Poetry Expo 26 / 21 February 2026

Human Borders

Poetry Expo 2026


Human Borders is a poetic project that investigates truth and authenticity in a world marked by hypocrisy, manipulation, and imposed identities. Through poetry and photography, the work addresses the fundamental importance of freedom of expression and the inalienable right of individuals to define themselves beyond external constraints.

The project navigates intense and contrasting emotional states, from frustration and despair in the face of oppression and injustice to a persistent sense of hope and determination. Moments of anger and resistance alternate with more intimate and melancholic reflections on vulnerability, identity, and the human condition.

As a collection of poems and images, Human Borders invites introspection and critical awareness, encouraging readers to question social norms and internalised limitations. The work functions both as a call for freedom and as a denunciation of injustice, offering a sincere and engaged exploration of social tensions, inner conflicts, and the fragile boundaries that shape contemporary human experience.

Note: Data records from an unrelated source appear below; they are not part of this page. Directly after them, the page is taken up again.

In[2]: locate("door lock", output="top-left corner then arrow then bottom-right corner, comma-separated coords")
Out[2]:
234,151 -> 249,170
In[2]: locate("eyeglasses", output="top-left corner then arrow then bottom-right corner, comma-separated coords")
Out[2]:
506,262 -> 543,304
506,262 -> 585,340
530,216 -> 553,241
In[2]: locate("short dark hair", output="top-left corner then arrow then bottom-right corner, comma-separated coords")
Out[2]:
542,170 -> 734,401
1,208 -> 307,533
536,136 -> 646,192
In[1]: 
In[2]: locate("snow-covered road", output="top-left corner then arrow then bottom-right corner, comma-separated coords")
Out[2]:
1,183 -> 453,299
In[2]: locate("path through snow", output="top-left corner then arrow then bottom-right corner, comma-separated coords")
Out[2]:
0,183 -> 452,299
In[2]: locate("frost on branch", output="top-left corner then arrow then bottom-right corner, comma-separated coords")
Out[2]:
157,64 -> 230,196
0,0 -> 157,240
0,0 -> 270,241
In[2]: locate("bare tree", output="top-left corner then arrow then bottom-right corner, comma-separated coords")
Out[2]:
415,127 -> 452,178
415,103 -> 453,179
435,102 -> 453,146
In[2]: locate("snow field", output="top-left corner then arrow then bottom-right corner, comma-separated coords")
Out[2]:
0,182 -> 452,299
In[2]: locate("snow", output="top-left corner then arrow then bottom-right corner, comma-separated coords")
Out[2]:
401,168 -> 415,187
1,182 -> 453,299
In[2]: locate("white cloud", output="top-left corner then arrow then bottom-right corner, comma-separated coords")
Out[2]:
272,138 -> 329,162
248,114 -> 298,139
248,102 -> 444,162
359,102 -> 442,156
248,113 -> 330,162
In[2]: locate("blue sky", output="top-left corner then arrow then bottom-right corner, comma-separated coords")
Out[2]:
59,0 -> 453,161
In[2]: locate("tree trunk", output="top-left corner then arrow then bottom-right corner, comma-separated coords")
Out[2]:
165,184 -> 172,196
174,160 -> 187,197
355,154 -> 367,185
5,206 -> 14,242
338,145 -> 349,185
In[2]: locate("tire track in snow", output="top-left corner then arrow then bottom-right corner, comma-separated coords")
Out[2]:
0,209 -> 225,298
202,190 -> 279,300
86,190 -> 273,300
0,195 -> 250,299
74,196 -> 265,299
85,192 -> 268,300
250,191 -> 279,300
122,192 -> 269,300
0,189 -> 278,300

The project is part of the subthemes Writing After – Catastrophe, Memory, and the Archive of Loss, Symbiotic Futures – Ecopoetics in the Age of Extinction, Disrupted Realities – Poetry and the Politics of Truth, The Poetics of Care – Intimacy, Tenderness, Repair.

Author

Lorenzo De Luca

Lorenzo De Luca was born in 1997 in Rovereto, Italy, and grew up in San Benedetto del Tronto, in the Marche region, where he completed his studies, graduating from the “Giacomo Leopardi” classical high school. Through extensive travel, he developed a strong interest in different cultures and perspectives, alongside a growing commitment to screenwriting, directing, and, above all, photography, building a solid cinematic and visual background.

 

Alongside his visual practice, De Luca has maintained a deep engagement with literature and writing, particularly poetry. In April 2024, he published his first poetry collection, Vite appassite, followed later the same year by Vero pensiero. In 2025, he contributed to the collective volume Castagno, alongside other contemporary Italian poets, and published Soul Specters, his first poetry book written entirely in English.

 

His photographic work has been exhibited at the Duilio Cambellotti Museum in Latina, with Franco Fontana among the curators, and in December 2024 at the monumental complex of Pio Sodalizio dei Piceni in Rome. Photography and poetry remain closely intertwined in his practice: De Luca often accompanies images with short poetic texts, treating photographs as “instant, visual poems” and developing a personal language that bridges image and word.